DEC 20, 2011
This study published in the December issue of the Journal of Neuro-Ophthalmology reports two cases of primary diffuse leptomeningeal gliomatosis (PDLG) that presented with prominent visual symptoms, along with a review of 22 published cases. The authors describe the results of their in-depth study of the neuro-ophthalmologic signs and symptoms of this rare but fatal disease. They note that involvement of the visual system may be part of the initial presentation of PDLG.
The disease is characterized by diffuse infiltration of the meninges by neoplastic glial cells without evidence of tumor within the brain parenchyma or spinal cord. Clinical presentation encompasses a variety of neurological symptoms, including headache, cranial nerve involvement, vomiting, meningismus and decreased mental status. Cerebrospinal fluid analysis often is nonspecific, and meningeal biopsy usually is necessary to establish a diagnosis. Raised intracranial pressure is the most constant sign as a result of communicating hydrocephalus. The most striking features include rapid onset, short prodromal phase and an aggressive course.

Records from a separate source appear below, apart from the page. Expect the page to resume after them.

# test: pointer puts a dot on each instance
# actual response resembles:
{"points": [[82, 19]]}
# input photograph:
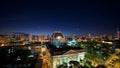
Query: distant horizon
{"points": [[92, 34], [71, 17]]}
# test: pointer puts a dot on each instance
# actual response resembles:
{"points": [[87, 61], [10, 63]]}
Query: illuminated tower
{"points": [[57, 39], [118, 33]]}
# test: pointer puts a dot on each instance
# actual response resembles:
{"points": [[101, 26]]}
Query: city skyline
{"points": [[78, 17]]}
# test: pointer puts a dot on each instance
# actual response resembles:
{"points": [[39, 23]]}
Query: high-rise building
{"points": [[57, 39], [118, 33]]}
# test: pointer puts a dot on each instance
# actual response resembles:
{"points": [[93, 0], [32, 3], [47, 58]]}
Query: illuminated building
{"points": [[57, 39], [118, 34], [60, 56]]}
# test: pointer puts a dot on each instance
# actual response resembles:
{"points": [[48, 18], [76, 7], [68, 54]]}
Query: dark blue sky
{"points": [[44, 17]]}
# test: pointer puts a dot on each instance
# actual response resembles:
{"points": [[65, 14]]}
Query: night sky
{"points": [[44, 17]]}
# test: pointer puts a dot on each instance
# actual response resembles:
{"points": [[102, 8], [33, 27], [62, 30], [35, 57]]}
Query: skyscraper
{"points": [[57, 39]]}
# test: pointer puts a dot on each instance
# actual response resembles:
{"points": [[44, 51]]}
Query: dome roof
{"points": [[57, 34]]}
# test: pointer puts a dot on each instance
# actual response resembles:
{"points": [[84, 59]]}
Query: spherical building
{"points": [[57, 39]]}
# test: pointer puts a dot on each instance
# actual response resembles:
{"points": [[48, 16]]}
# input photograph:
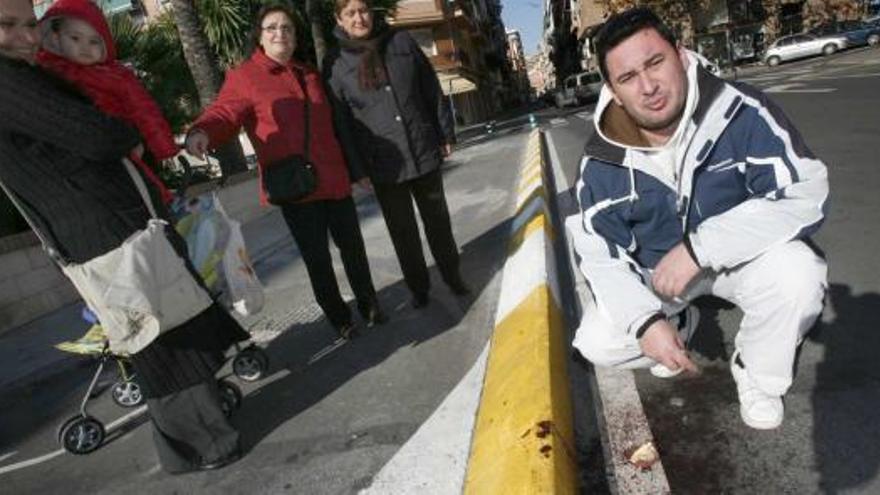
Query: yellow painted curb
{"points": [[523, 439]]}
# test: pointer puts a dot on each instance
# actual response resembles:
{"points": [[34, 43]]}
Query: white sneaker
{"points": [[758, 409], [686, 321]]}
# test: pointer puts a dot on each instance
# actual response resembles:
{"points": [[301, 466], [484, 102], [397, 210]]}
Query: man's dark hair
{"points": [[624, 24]]}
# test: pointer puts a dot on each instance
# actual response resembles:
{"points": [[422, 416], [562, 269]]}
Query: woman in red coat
{"points": [[265, 95]]}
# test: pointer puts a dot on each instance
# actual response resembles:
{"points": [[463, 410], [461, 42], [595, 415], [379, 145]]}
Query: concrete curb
{"points": [[623, 425], [523, 441]]}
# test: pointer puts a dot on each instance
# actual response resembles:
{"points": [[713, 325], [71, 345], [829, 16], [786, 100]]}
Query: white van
{"points": [[579, 88]]}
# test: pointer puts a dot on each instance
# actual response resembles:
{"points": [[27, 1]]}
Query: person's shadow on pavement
{"points": [[308, 363], [846, 397]]}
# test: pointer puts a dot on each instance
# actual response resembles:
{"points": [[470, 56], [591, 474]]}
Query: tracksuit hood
{"points": [[616, 132]]}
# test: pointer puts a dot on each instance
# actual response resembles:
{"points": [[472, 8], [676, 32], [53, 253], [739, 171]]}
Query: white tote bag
{"points": [[142, 288]]}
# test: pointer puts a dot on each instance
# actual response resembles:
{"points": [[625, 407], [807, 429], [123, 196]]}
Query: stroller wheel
{"points": [[250, 364], [81, 435], [127, 393], [230, 396]]}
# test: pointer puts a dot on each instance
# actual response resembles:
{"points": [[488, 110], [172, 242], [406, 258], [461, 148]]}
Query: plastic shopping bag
{"points": [[244, 289], [217, 249]]}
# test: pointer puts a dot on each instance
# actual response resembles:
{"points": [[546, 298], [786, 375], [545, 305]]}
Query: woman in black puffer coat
{"points": [[395, 125]]}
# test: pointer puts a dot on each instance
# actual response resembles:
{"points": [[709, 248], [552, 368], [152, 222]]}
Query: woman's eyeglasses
{"points": [[274, 29]]}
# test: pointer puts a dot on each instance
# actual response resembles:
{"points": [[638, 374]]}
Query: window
{"points": [[425, 39]]}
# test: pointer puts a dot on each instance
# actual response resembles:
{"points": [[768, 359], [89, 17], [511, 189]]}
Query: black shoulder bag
{"points": [[292, 178]]}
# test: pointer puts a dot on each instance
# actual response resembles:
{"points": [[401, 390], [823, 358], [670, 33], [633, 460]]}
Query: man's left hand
{"points": [[674, 272]]}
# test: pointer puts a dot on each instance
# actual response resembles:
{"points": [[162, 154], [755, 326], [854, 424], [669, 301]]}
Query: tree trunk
{"points": [[313, 11], [206, 74]]}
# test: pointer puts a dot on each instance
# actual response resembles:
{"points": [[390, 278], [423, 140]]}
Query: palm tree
{"points": [[206, 74], [155, 53]]}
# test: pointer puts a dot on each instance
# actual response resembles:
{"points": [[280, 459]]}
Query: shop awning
{"points": [[454, 84]]}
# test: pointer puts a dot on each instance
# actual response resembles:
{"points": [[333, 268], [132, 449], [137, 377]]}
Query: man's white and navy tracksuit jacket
{"points": [[746, 182]]}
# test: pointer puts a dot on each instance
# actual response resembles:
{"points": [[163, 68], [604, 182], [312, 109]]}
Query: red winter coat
{"points": [[266, 98], [111, 86]]}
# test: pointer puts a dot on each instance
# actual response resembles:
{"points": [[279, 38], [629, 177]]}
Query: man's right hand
{"points": [[197, 142], [662, 343]]}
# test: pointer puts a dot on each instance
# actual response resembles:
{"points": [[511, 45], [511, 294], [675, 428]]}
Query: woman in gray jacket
{"points": [[396, 127]]}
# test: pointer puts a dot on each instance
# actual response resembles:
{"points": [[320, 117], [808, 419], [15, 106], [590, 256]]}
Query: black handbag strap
{"points": [[300, 77]]}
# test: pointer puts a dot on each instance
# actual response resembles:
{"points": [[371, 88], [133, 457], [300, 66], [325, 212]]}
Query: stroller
{"points": [[83, 433], [216, 248]]}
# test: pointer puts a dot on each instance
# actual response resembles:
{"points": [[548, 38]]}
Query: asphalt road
{"points": [[330, 415], [830, 441]]}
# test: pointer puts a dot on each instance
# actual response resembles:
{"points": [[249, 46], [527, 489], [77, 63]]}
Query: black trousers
{"points": [[189, 428], [396, 201], [309, 224]]}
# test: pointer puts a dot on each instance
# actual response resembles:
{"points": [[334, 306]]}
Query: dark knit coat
{"points": [[392, 133], [61, 158]]}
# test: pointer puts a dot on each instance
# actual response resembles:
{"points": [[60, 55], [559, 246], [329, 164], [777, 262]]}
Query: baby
{"points": [[77, 46]]}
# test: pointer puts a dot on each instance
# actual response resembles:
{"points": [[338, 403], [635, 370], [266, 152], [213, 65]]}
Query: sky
{"points": [[527, 17]]}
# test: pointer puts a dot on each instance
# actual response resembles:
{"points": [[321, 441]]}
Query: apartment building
{"points": [[461, 38]]}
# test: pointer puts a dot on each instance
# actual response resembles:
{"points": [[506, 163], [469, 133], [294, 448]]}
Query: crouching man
{"points": [[692, 185]]}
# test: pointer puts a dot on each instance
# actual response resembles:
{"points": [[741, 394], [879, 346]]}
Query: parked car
{"points": [[797, 46], [858, 33], [579, 88]]}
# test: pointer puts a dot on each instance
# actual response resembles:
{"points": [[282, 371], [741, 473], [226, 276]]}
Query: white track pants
{"points": [[780, 294]]}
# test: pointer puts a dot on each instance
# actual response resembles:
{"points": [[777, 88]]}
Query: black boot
{"points": [[458, 286], [373, 315], [419, 300], [347, 331]]}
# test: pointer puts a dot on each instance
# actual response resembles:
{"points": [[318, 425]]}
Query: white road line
{"points": [[585, 116], [796, 88], [51, 455], [558, 173], [446, 435], [31, 462]]}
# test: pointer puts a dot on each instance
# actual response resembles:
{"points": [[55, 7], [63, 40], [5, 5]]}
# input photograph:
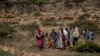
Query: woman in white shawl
{"points": [[75, 35]]}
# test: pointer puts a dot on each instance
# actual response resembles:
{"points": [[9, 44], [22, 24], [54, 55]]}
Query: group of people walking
{"points": [[63, 38]]}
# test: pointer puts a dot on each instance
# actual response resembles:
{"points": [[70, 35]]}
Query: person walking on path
{"points": [[39, 38], [75, 35], [62, 39], [54, 37]]}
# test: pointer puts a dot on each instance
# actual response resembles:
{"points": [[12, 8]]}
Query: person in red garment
{"points": [[40, 38]]}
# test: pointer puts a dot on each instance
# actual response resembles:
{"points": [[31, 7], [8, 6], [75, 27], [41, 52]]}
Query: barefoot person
{"points": [[62, 39]]}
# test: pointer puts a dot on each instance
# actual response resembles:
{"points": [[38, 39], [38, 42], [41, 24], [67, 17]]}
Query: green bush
{"points": [[83, 24], [49, 22], [30, 1], [37, 14], [6, 30], [87, 46], [4, 53], [30, 27]]}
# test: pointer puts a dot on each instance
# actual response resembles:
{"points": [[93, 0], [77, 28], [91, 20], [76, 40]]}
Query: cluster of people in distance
{"points": [[63, 38]]}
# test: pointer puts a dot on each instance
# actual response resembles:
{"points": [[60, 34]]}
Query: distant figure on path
{"points": [[40, 38], [54, 37], [62, 39], [75, 35]]}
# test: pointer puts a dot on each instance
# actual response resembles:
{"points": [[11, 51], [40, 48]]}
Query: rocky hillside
{"points": [[59, 8]]}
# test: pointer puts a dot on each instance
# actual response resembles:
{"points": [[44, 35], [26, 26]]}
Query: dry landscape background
{"points": [[23, 16]]}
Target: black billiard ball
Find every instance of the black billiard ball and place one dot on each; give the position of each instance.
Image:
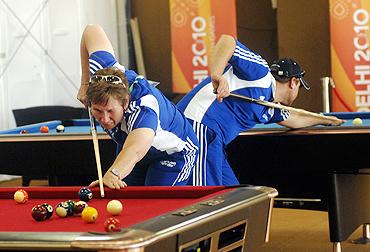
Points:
(49, 208)
(85, 194)
(60, 128)
(39, 213)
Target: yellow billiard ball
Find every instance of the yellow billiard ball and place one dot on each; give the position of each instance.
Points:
(21, 196)
(357, 121)
(89, 214)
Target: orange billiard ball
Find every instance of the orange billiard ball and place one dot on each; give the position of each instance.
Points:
(44, 129)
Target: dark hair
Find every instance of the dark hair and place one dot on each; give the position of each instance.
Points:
(99, 92)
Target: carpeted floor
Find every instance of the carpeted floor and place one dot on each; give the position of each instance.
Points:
(305, 231)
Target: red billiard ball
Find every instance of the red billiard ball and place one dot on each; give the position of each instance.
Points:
(60, 128)
(89, 214)
(62, 209)
(21, 196)
(44, 129)
(39, 213)
(49, 210)
(112, 225)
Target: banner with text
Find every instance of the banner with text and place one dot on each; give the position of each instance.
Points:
(196, 25)
(350, 54)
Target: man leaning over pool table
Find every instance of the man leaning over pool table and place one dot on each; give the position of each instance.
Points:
(137, 116)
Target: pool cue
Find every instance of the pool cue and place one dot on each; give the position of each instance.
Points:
(96, 150)
(278, 106)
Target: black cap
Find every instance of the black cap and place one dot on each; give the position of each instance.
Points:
(285, 68)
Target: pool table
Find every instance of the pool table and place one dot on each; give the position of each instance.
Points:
(56, 156)
(322, 168)
(299, 161)
(159, 218)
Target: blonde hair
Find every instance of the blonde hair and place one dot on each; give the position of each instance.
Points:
(100, 92)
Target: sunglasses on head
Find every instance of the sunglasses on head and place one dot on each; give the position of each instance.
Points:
(111, 79)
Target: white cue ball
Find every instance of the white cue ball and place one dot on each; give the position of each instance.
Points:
(114, 207)
(357, 121)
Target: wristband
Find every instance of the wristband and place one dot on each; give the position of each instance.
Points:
(116, 173)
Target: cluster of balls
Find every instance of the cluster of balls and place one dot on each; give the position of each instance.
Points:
(88, 214)
(45, 129)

The most frequent neuro-ophthalmic signs reported are papilledema and cranial sixth nerve palsy (a result of communicating hydrocephalus). Other abnormalities include third and fourth nerve palsies, nystagmus and vision loss (which usually occurs late in the course but can be present early). While visual symptoms are often vague at initial clinical presentation, double vision is the most common visual complaint, primarily due to sixth nerve palsy.
The authors say that diagnosis of PDLG is often challenging because the clinical picture is similar to chronic infectious meningitis or polyradiculopathy. Tuberculous meningitis is often suspected as the initial diagnosis, and patients may be started on antituberculosis therapy.
There is no cure for PDLG. However, a variety of chemotherapeutic agents have been used. The combination of temozolomide with radiotherapy has been suggested to improve the prognosis of PDLG. Nevertheless, patients treated with the most aggressive regimens have survived for less than two years.